Authors: Xiao Li*, Texas A&M University, Daniel W Goldberg, Texas A&M University
Topics: Geographic Information Science and Systems, Transportation Geography, Hazards, Risks, and Disasters
Keywords: Crash Analysis, Accident-Prone Road Segment, Data Mining, Geostatistical Methods
Session Type: Poster
Start / End Time: 1:20 PM / 3:00 PM
Room: Napoleon Foyer/Common St. Corridor, Sheraton, 3rd Floor
Presentation File: No File Uploaded
Traffic accidents has become the seventh leading cause of preventable death in the United States, and the eighth globally. Geostatistical methods work well for identifying and visualizing existing traffic “black” zones. However, these methods can’t predict the driving risk for newly-constructed roads. This study takes advantages of data mining method to investigate the relationship between driving risk and road-related features, which makes contributions for better understanding the occurrence of crashes: 1) different geostatistical methods and data mining techniques are compared for accident-prone road segment identification; 2) the relationship between driving risk and road-related features are innovatively investigated.

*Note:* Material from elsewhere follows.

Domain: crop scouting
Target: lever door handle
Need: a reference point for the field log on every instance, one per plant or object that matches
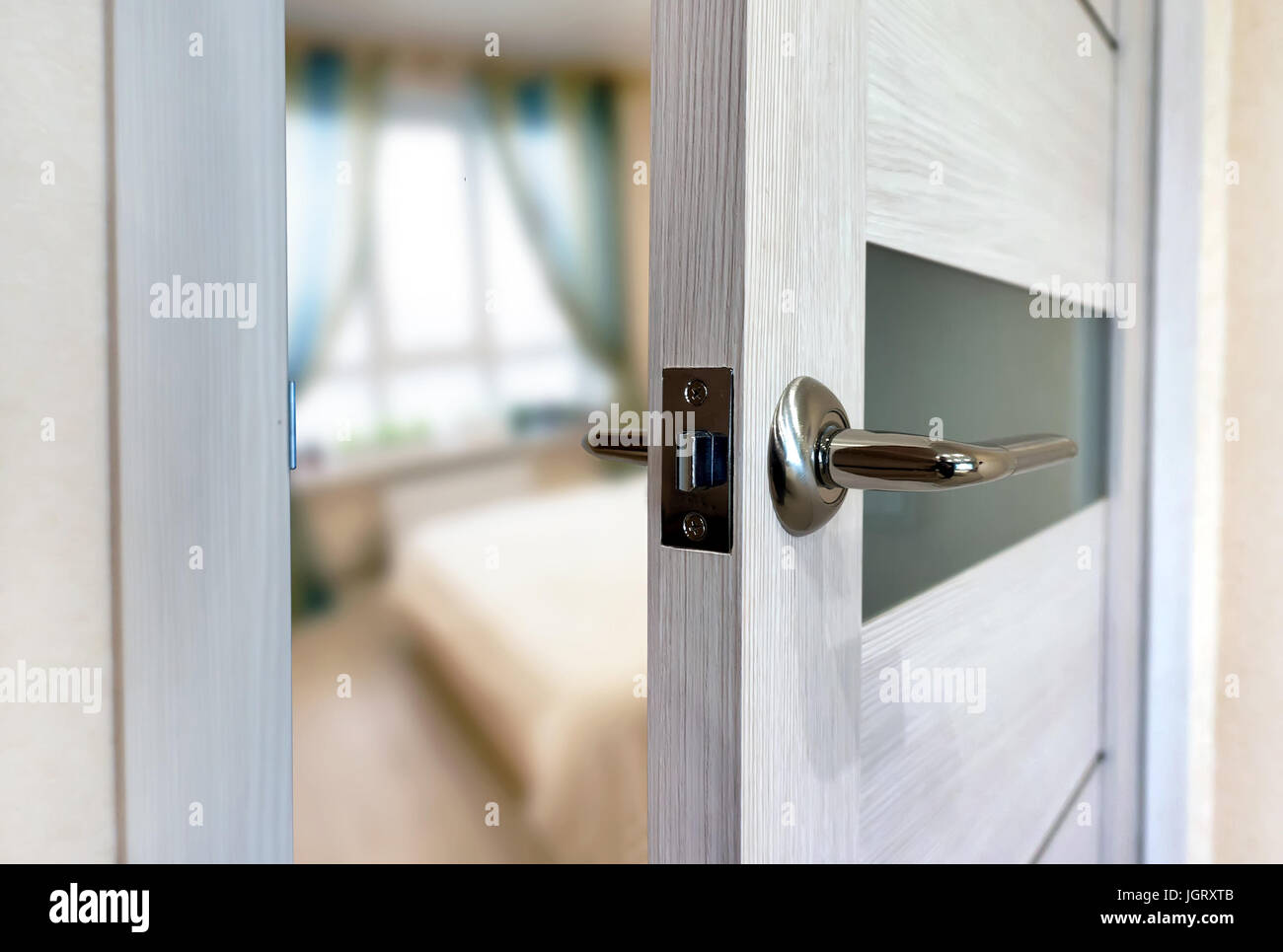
(815, 457)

In this paper, 45,898 car accidents of Polk County, Iowa between 2011 and 2016 are snapped to their nearest road segments. 34 road-related features are created and then aggregated as the attributes of each road segment. Moran’s I is adapted to test the spatial autocorrelation of car accidents. Kernel Density Estimation is performed to identify the crashes-concentrated road segments. Crash rate is calculated to present the driving-risk for each road segment. In terms of crash rate, road segments are labeled as “Safe,” “Low-Risk,” and “High-Risk.” 6324 road segments with 35 attributes, including 34 road-related features and labels, are fed to a data-mining engine. Three different data mining methods are implemented for identifying accident-prone road segments.
The result demonstrates overall the data mining methods are effective for labeling the road segments as “Safe,” “Low-Risk,” and “High-Risk” based on the selected features. Of the three methods tested, Decision Tree has the highest accuracy of 85.02%.